Load the model and tokenizer based on the parameters.

In [9]:
model, tokenizer = load_model(model_name, dtype)

OSError: You are trying to access a gated repo.
Make sure to have access to it at https://huggingface.co/meta-llama/Llama-2-7b-chat-hf.
401 Client Error. (Request ID: Root=1-673c9923-773fef7618333ce17d4a6a84;16a3b0d7-9799-489d-8418-60cf6a71302e)

Cannot access gated repo for url https://huggingface.co/meta-llama/Llama-2-7b-chat-hf/resolve/main/config.json.
Access to model meta-llama/Llama-2-7b-chat-hf is restricted. You must have access to it and be authenticated to access it. Please log in.

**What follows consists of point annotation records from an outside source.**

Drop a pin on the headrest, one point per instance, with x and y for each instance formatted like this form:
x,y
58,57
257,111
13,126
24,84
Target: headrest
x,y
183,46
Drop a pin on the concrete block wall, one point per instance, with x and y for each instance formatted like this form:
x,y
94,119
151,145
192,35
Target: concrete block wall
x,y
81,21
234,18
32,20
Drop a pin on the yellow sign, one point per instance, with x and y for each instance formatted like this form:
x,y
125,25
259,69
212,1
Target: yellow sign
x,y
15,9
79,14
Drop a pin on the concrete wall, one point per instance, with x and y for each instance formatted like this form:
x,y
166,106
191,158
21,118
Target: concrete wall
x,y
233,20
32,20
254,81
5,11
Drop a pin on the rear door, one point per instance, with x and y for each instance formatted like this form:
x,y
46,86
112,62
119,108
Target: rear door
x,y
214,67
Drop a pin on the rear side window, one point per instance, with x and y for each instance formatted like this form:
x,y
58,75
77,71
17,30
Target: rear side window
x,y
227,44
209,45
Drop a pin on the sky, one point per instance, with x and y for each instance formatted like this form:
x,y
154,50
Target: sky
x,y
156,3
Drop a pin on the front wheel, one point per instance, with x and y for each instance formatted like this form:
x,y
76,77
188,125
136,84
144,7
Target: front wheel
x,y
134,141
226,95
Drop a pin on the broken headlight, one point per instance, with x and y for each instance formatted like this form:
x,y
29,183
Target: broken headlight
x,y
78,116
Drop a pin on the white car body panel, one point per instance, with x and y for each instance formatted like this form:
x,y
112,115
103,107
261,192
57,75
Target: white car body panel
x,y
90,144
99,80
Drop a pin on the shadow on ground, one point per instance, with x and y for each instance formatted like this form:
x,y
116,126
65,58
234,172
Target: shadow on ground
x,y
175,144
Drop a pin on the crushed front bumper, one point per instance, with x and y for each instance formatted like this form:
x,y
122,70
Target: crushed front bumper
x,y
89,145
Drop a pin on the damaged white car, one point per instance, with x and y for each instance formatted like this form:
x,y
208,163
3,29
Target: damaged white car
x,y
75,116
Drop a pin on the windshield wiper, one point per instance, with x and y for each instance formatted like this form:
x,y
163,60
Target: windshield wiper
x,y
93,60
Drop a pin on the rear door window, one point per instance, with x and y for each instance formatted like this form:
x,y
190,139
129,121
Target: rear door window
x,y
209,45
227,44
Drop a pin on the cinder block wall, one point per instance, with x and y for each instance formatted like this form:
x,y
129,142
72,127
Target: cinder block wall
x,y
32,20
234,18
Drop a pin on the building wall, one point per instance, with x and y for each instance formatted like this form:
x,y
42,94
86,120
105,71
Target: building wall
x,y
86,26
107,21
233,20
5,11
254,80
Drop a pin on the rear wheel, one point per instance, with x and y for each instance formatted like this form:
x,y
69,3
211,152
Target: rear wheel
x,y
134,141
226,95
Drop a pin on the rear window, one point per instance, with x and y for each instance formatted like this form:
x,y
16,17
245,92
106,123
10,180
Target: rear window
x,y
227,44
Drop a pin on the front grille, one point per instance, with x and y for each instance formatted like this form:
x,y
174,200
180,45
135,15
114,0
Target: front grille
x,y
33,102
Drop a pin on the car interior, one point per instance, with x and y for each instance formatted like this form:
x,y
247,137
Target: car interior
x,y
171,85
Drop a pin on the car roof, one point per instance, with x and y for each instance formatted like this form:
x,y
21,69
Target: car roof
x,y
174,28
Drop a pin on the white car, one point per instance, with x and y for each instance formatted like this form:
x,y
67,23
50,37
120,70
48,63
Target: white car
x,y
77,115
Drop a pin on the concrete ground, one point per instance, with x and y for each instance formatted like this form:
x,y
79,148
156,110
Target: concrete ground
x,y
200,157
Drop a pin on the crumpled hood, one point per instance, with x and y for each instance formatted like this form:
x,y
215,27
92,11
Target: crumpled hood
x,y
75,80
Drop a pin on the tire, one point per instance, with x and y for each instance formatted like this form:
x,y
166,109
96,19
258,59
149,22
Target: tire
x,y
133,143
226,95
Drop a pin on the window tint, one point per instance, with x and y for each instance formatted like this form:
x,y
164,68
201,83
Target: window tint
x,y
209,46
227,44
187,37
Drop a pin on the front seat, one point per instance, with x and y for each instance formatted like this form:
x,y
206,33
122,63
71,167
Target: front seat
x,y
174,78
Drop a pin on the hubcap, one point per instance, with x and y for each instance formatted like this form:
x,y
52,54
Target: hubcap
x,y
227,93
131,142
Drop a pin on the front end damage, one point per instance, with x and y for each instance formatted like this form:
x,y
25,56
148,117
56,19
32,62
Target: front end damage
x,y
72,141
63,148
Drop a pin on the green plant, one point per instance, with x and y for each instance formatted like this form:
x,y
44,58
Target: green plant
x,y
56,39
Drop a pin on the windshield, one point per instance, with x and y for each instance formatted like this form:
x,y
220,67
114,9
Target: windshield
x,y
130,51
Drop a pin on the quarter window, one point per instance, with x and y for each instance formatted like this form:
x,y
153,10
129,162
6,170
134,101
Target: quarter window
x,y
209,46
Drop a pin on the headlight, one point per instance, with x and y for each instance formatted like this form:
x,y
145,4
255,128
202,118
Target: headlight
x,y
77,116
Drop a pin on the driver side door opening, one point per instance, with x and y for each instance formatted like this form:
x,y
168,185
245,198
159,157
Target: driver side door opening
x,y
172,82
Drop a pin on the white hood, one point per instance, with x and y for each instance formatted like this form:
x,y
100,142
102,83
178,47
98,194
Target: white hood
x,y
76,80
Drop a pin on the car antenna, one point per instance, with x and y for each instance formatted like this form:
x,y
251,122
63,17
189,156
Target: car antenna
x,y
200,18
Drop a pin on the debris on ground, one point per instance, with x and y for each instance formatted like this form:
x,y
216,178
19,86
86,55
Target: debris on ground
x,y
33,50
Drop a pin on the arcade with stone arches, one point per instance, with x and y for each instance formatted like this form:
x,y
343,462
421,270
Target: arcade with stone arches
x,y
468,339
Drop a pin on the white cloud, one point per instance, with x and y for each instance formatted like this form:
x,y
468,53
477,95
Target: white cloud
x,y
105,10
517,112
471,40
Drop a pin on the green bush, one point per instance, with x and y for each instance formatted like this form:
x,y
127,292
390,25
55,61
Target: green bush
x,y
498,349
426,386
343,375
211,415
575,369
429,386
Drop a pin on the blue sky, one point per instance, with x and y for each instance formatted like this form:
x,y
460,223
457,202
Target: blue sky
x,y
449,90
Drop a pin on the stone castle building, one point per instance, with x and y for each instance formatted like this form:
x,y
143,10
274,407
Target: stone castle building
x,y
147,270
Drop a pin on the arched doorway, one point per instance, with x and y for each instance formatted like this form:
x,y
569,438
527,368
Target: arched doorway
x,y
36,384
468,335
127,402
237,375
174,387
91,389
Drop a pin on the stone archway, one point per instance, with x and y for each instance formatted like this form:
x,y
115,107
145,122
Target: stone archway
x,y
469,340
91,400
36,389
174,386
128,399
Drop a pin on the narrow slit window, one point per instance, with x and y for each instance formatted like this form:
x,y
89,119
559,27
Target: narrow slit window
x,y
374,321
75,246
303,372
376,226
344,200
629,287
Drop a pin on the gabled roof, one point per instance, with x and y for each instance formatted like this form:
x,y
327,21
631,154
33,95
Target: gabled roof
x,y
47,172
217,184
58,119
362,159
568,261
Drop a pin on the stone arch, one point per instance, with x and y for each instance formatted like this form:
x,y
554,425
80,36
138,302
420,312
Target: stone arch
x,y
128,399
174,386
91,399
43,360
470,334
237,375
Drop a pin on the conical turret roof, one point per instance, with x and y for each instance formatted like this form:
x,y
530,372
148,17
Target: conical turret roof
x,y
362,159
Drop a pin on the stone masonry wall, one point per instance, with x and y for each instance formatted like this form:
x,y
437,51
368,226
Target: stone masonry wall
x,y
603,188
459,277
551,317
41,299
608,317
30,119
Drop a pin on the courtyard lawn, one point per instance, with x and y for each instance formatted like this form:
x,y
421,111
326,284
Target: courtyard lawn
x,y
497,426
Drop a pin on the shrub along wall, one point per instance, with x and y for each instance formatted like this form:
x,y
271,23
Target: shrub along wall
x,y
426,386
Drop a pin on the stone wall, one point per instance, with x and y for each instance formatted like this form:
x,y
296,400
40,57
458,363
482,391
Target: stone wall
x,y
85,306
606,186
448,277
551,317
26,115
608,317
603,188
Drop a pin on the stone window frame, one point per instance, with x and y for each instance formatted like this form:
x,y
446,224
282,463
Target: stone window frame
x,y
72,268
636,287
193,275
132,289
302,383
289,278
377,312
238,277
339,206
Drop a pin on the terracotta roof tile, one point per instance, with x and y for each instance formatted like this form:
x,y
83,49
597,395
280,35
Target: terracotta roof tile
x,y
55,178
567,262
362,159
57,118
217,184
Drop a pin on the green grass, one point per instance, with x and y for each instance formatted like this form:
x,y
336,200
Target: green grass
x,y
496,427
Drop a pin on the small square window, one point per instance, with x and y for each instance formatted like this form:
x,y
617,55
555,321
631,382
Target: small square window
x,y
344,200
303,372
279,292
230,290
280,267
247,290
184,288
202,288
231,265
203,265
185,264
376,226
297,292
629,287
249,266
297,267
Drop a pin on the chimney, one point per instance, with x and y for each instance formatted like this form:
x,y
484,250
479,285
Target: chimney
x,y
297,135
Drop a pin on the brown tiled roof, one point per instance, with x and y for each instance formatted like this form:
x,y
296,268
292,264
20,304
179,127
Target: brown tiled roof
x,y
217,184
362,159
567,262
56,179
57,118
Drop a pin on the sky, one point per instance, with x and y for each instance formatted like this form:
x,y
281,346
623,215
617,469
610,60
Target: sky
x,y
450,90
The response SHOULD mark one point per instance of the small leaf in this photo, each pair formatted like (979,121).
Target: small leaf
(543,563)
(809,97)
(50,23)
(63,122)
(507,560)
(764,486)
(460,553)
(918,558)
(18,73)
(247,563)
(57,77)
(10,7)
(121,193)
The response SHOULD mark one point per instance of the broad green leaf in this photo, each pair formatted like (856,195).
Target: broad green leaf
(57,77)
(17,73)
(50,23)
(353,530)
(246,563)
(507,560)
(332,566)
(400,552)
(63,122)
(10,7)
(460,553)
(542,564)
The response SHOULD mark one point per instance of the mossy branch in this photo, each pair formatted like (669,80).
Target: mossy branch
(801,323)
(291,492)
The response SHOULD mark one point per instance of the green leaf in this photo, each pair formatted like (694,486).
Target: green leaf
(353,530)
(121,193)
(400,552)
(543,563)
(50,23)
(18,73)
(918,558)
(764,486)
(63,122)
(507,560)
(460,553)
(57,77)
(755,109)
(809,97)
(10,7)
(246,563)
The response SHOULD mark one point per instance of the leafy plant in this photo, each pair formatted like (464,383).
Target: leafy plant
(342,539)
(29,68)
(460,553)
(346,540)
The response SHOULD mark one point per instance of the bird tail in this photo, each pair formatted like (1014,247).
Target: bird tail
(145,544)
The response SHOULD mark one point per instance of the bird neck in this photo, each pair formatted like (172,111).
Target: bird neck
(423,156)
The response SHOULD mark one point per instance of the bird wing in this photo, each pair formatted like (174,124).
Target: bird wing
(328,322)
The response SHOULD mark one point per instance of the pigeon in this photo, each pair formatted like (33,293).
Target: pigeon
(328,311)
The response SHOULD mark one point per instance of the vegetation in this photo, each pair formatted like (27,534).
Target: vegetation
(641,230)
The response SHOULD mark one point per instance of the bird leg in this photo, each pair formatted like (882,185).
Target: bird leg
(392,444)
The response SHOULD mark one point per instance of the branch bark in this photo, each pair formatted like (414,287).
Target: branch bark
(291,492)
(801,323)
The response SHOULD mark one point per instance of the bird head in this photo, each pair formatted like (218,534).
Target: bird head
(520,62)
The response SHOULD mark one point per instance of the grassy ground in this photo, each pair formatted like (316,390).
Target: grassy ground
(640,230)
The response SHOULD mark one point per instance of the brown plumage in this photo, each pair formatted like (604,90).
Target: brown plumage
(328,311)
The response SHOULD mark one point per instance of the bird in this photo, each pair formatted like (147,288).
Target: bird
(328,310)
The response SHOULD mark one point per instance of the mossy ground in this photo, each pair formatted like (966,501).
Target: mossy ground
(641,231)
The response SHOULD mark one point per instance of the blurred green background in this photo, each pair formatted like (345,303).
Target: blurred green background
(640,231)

Prepare the input and generate a response.

In [6]:
# Format and tokenize the input
input_text = chat_template.format(system_prompt, input)
inputs = tokenizer(input_text, return_tensors="pt").to(model.device)

# Generate a response
response = generate(model, inputs, tokenizer, max_seq_length)
print(response)

 Of course! What can I get for you today? 🍕

Would you like a classic margherita or something more adventurous like the "Meat Lover's Delight"? 🤔

Please let me know if you have any dietary restrictions or preferences, and I'll be happy to help you find the perfect pizza.


# Run on Cluster

* Connect to the [university VPN](https://servicedesk.unitn.it/sd/it/service/vpn?id=unitrento_v2_service_card&table=sc_cat_item&sys_id=e5a898fec35bfd104cbb7055df013171).

* Connect to the cluster:

    ```ssh firstname.lastname@marzola.disi.unitn.it```

* Copy sbatch file to request resources and run:

    ```cp /data/hmd_2024/example.sbatch .```


#### example.sbatch
```bash
#!/bin/bash
#SBATCH --gres=gpu:1            # request 1 gpu
#SBATCH --ntasks=1
#SBATCH --cpus-per-task=2       # request 2 cpus
#SBATCH -N 1

#SBATCH --job-name=hmd_example  # job name to be displayed in the queue
#SBATCH --output=%x-%j.out      # output file name
#SBATCH --error=%x-%j.err

#SBATCH --partition edu5        # partition
#SBATCH -t 0:5:0                # request 5 minutes

/data/hmd_2024/run "$@"         # all parameters given to 'example.sbatch' are passed to '/data/hmd_2024/run'
```

#### Parameters

Parameters for the underlying python script:

```
usage: python -m query_model [-h] [--system-prompt SYSTEM_PROMPT] [--dtype {f32,bf16}] [--max_seq_length MAX_SEQ_LENGTH] [--return-full] [--dotenv-path DOTENV_PATH] {llama2,llama3} INPUT_TEXT

Query a specific model with a given input.

positional arguments:
  {llama2,llama3}       The model to query.
  INPUT_TEXT            The input to query the model with.

options:
  -h, --help            show this help message and exit
  --system-prompt SYSTEM_PROMPT
                        The system prompt to use for the model. (default: )
  --dtype {f32,bf16}    The data type to use for the model. (default: f32)
  --max_seq_length MAX_SEQ_LENGTH
                        The maximum sequence length to use for the model. (default: 128)
  --return-full         Return the full output. (default: False)
  --dotenv-path DOTENV_PATH
                        The path to the .env file. (default: .env)
```

#### Run model to generate a response
Use ```sbatch``` to request a job on the cluster.
All the settings for the job are in ```example.sbatch```.
The other parameters will be passed to the python code.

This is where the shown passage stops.